May 30, 2021

Live by the Spirit: The First Commandment

Scripture Reading: I Kings 18:15-39

Teaching Lesson: Heidelberg Catechism Q&A 94-95

The showdown on Mount Carmel between the prophet Elijah and the prophets of Baal is a dramatic depiction that lets us see and hear the first commandment in which God says, “I am the LORD your God … You shall have no other gods before me.” The prophet Elijah and King Ahab of Israel have gathered the people together to settle an age-old question: “Who is God?” Is “Yahweh”, the covenant Lord, the true God of heaven and earth? Or is it “Baal”, the pagan fertility god? Elijah frames the essential question in verse 21, “How long will you waver between two opinions? If the LORD is God, follow him; but if Baal is God, follow him.” In some translations Elijah asks, “How long will you go on limping between two opinions?” The people cannot have it both ways. Who is God? This is an ancient question being asked of the people who stood there on Mount Carmel and it is a modern question being asked of us as the Church of Jesus Christ in 2021.


 What event does the Church remember at Pentecost?

What does it mean to “keep in step with the Spirit” as it says in Galatians 5:25?

From what mountain did Moses receive the Law? How many commandments are there?

Who is God? This question seems to be less relevant to many people today. The whole idea of “God” is out of fashion. More and more people simply refer to themselves as “None”. They hold to no religion and have no belief in a deity. However, this is more of a European and North American way of seeing the world. In actual fact, the world is growing more religious and not less. The “Death of God” and religion is a premature notion. The truth is the “gods” of our times are many and varied and religious fervor is alive and well within many institutions and ideas. Like it or not, we have made Science into a god. Politics, wealth, social justice causes, family – anything can become a “god” in our lives when it becomes the center of our worldview.


 How does Q&A 95 define “idolatry”?

How do we come to know the true God of heaven and earth?

In I Kings 18, Elijah sets up a contest between the LORD and Baal. It’s quite simple: Build an altar and call on your God. The one who answers with fire is the true God. The people answer the prophet in verse 24 saying, “What you say is good.” What follows in verses 25-29 is the liturgy of the prophets of Baal, and in verses 30-37 the liturgy of Elijah. In comparing the two we see again the importance of approaching God in worship on God’s terms and not our own.

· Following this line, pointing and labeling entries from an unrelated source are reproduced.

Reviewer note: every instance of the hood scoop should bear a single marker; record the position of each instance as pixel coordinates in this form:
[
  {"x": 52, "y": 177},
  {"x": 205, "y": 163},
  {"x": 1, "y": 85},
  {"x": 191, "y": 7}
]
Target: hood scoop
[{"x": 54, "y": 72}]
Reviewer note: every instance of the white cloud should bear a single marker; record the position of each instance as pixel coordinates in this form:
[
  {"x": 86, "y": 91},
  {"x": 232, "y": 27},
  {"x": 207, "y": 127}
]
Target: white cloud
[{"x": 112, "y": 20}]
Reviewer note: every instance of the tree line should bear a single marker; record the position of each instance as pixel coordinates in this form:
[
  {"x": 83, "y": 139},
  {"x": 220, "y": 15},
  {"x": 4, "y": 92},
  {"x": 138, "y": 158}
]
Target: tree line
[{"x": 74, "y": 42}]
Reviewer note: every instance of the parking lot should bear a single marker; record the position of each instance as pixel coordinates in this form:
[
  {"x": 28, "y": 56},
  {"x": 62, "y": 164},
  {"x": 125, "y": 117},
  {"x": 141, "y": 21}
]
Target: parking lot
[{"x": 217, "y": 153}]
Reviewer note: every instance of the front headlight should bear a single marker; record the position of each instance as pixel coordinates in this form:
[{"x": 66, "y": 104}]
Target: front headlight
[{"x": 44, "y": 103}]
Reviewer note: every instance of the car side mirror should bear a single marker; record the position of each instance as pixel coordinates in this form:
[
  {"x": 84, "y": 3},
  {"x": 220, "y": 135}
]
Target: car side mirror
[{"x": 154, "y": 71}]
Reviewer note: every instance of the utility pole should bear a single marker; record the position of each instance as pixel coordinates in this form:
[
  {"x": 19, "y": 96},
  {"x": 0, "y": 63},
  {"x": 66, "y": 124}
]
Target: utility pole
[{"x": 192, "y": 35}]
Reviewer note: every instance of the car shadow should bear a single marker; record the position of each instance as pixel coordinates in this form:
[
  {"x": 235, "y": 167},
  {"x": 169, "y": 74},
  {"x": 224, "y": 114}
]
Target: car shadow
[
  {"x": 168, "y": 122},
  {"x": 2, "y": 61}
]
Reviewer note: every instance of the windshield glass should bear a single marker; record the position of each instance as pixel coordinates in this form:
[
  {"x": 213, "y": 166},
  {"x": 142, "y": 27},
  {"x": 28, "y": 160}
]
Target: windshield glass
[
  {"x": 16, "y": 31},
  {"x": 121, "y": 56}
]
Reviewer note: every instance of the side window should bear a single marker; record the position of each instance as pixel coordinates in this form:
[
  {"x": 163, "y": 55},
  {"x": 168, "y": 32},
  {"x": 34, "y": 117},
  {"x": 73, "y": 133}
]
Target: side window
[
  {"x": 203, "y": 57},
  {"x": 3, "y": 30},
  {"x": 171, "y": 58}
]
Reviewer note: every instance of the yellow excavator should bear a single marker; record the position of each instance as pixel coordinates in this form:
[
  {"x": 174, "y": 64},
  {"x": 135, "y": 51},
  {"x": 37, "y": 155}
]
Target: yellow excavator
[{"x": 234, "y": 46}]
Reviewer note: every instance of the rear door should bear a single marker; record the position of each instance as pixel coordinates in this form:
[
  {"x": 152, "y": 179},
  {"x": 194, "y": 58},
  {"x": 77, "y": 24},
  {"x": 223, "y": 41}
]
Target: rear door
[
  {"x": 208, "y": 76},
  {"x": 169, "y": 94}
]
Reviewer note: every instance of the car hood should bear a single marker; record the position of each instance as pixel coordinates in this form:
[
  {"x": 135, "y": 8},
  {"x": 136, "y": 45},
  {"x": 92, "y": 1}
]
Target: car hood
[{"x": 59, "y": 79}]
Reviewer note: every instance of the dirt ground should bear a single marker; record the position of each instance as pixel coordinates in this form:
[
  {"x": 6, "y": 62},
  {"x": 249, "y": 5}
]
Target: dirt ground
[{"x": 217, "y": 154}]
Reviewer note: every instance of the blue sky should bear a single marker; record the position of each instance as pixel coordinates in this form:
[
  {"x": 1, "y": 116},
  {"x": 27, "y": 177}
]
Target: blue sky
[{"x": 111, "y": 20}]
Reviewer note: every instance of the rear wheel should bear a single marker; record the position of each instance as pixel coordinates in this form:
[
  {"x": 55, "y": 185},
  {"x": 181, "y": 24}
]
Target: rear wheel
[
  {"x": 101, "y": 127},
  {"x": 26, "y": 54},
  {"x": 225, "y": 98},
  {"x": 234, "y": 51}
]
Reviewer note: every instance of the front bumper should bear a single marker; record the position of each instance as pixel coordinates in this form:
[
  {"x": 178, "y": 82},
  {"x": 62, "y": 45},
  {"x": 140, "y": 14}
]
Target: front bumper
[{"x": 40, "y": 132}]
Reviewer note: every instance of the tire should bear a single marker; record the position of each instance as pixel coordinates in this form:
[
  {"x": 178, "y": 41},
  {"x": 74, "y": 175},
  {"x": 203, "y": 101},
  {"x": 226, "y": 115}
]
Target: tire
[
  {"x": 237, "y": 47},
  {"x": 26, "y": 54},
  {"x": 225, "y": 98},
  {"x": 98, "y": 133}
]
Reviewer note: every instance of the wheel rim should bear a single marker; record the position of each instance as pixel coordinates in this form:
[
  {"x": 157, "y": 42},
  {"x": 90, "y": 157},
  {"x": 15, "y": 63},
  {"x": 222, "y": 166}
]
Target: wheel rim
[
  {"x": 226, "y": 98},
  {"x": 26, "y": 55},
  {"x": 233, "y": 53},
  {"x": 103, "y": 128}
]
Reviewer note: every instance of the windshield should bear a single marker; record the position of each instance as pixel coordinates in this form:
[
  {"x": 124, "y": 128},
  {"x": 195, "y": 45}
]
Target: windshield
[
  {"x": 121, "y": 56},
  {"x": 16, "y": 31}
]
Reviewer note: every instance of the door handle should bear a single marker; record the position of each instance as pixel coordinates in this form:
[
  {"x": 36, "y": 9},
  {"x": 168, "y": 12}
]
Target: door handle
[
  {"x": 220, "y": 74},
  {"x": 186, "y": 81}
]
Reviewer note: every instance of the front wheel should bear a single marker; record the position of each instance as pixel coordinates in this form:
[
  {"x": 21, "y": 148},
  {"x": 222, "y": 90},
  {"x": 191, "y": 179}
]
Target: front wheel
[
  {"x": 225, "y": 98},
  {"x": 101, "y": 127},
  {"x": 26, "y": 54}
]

The worship and liturgy of the prophets of Baal is a glimpse at the ridiculous. It’s a humorous look into pagan ritual as the people shout, dance and prophecy – all to no avail. They even begin to cut themselves with swords and spears. However, verse 26 says “But there was no response; no one answered.” Elijah taunts them in verse 27, “Shout louder! Perhaps he (Baal) is deep in thought, or busy, or traveling. Maybe he is sleeping and must be awakened.” You would think all this taunting would be ignored, but it only adds to their fervor and they do what Elijah says! For hours this ridiculous liturgy of shouting, dancing, and cutting goes on, but verse 29 ends it all saying, “But there was no response, no one answered, no one paid attention.”  It’s a threefold “nothing”. They were sincere in their worship, but they were sincerely wrong. We approach the true God on God’s terms, not our own.


In contrast to the prophets of Baal, Elijah begins his liturgy with an invitation to the people. How does this point forward to the invitation of Jesus in Matthew 11:28-30?

In the conclusion of his prayer, what does Elijah ask God to do for his people?

Who sends down fire? What does the fire consume? Who is true God??!!

The Conclusion:

The God who brought us “out of Egypt”, out of the “land of slavery” is the God who has given his grace to us in Jesus Christ by whom we are liberated from our slavery to sin – he is True God!

In Jesus Christ we have been given a “Prison Break” and have been liberated to live as the people of God in the Kingdom of God. To “live by the Spirit” is to walk in step with the Spirit. The Christian faith is one of active engagement with this world. All of life is a holy encounter with the God of love, grace, and truth. Therefore, this world is not the waiting room for heaven but the place where we begin to love God with all our heart, soul, mind, and strength, and love our neighbors as ourselves. The Church of Jesus Christ is to be the people of God in this world who live by the Spirit of God in every area of life. To guide us in this calling, God has given us his Law by which we know his will for our lives.